Now, I mentioned the other day's blog that I had contacted the center again, and my contact apologized for forgetting that I'd be there. We laughed about it, and I told Roger later that I just might be talking to myself on Wednesday. And that was okay and good practice, if nothing else.
As Roger parked the car and joined me on the walk inside, I knew this community center would be considered on the “wrong side of the tracks” by some people, but it’s a lifesaver for others. As I turned the worn doorknob and opened the creaky screen and interior doors, I first saw a group of elderly men settling in for a long stretch of card playing.
I was reassured that I was in a place where everybody truly knew each other’s names. This was a home that fed souls hungry for human connections. These gentlemen all knew each other, which provides a huge source of companionship, friendship and social interaction that is so desperately needed.
I walked to the office closest to this main meeting room where I introduced myself to Sherrie and explained that I was a half-hour early but not to worry because I could keep myself entertained.

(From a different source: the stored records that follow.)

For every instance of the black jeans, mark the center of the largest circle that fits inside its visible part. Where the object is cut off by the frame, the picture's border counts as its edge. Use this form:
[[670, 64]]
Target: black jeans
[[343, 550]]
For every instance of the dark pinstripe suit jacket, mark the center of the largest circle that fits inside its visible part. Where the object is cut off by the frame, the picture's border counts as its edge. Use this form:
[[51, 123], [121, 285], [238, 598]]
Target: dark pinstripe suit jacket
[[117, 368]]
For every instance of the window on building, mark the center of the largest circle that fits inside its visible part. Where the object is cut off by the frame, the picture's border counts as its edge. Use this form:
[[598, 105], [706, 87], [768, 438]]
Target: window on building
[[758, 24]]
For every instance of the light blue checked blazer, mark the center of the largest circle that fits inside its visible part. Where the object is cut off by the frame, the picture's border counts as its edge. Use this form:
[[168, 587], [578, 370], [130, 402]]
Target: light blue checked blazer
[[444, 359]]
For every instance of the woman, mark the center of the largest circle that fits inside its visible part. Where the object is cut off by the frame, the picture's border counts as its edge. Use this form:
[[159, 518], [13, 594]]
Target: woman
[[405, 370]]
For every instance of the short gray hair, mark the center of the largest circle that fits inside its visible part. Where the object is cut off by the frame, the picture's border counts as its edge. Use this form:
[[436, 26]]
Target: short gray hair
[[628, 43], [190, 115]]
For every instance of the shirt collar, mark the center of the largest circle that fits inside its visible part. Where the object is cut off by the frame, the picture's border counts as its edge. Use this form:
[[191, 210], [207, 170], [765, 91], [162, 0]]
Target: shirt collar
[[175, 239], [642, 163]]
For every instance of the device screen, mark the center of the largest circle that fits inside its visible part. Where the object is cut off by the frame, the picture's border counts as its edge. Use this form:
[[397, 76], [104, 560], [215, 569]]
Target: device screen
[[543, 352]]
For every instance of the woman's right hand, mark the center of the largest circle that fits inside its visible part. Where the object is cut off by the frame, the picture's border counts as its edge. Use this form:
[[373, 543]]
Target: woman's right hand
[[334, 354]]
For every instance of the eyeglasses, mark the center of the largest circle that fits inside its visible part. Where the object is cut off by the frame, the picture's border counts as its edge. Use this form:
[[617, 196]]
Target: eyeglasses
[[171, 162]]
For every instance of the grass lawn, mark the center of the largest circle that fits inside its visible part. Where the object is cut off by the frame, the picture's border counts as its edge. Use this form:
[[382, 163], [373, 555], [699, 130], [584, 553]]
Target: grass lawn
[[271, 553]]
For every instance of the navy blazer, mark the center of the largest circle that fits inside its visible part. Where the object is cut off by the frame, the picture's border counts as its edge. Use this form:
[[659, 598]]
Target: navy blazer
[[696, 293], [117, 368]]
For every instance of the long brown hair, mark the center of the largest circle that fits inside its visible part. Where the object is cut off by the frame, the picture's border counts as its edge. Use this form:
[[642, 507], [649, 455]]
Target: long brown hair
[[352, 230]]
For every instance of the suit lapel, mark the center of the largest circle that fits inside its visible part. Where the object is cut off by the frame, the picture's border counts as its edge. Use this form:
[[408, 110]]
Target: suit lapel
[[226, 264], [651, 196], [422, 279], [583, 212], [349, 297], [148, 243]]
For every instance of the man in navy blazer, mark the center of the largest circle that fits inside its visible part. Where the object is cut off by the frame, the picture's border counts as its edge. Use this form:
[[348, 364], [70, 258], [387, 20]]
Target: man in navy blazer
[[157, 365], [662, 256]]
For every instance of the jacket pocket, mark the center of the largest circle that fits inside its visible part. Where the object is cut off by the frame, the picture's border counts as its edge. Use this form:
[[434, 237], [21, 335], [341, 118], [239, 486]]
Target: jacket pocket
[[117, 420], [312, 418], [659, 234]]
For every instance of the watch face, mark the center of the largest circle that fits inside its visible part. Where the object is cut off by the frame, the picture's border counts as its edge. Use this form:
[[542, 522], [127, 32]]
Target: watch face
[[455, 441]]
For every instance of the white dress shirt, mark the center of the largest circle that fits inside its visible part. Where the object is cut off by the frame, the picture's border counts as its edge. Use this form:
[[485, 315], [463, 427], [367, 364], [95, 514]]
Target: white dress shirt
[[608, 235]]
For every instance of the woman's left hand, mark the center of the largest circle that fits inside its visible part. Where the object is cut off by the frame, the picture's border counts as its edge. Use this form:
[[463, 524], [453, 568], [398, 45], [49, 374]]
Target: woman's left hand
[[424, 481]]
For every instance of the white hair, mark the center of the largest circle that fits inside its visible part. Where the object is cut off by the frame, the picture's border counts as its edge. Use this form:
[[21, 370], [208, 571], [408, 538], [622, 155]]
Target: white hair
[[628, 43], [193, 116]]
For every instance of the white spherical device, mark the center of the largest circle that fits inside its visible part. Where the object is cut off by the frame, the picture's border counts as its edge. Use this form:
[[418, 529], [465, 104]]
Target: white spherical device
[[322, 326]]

Well, 11 a.m. came and went and no one came in to hear my presentation, and that was okay because Sherrie shared her life experiences with me, and that was a far more precious experience. A staff member for 19 years, Sherrie told me of her mother who had dementia and how her mom wanted to live with her only daughter, but the place where she was living was the best place with caring people who provided more companionship than Sherrie could give her at home.
Her mom had died on Mother’s Day 2005 and this was the week of the fifth anniversary of her passing. She talked of how her family lifted her along with her strong faith in God and a reassurance that her mother, along with her father who has passed away a few years earlier, are in a good place with the Lord.
I could not help but be uplifted by hearing stories of the bonds Sherrie has made through the years at this center. She pulled out a file of old printed memorial service programs and shared with me a special memory she had of each and how the sweet and funny memories they had so generously given her. She said this is her ministry.
I wish we all could find our ministry the way Sherrie has found hers, and I told her I had found mine, writing these books and finding places like hers. She smiled.
And what a loving woman she was to give me a bear hug when I left. I guess there’s a reason why no one else was there to hear me talk, because there was someone there for me to listen to.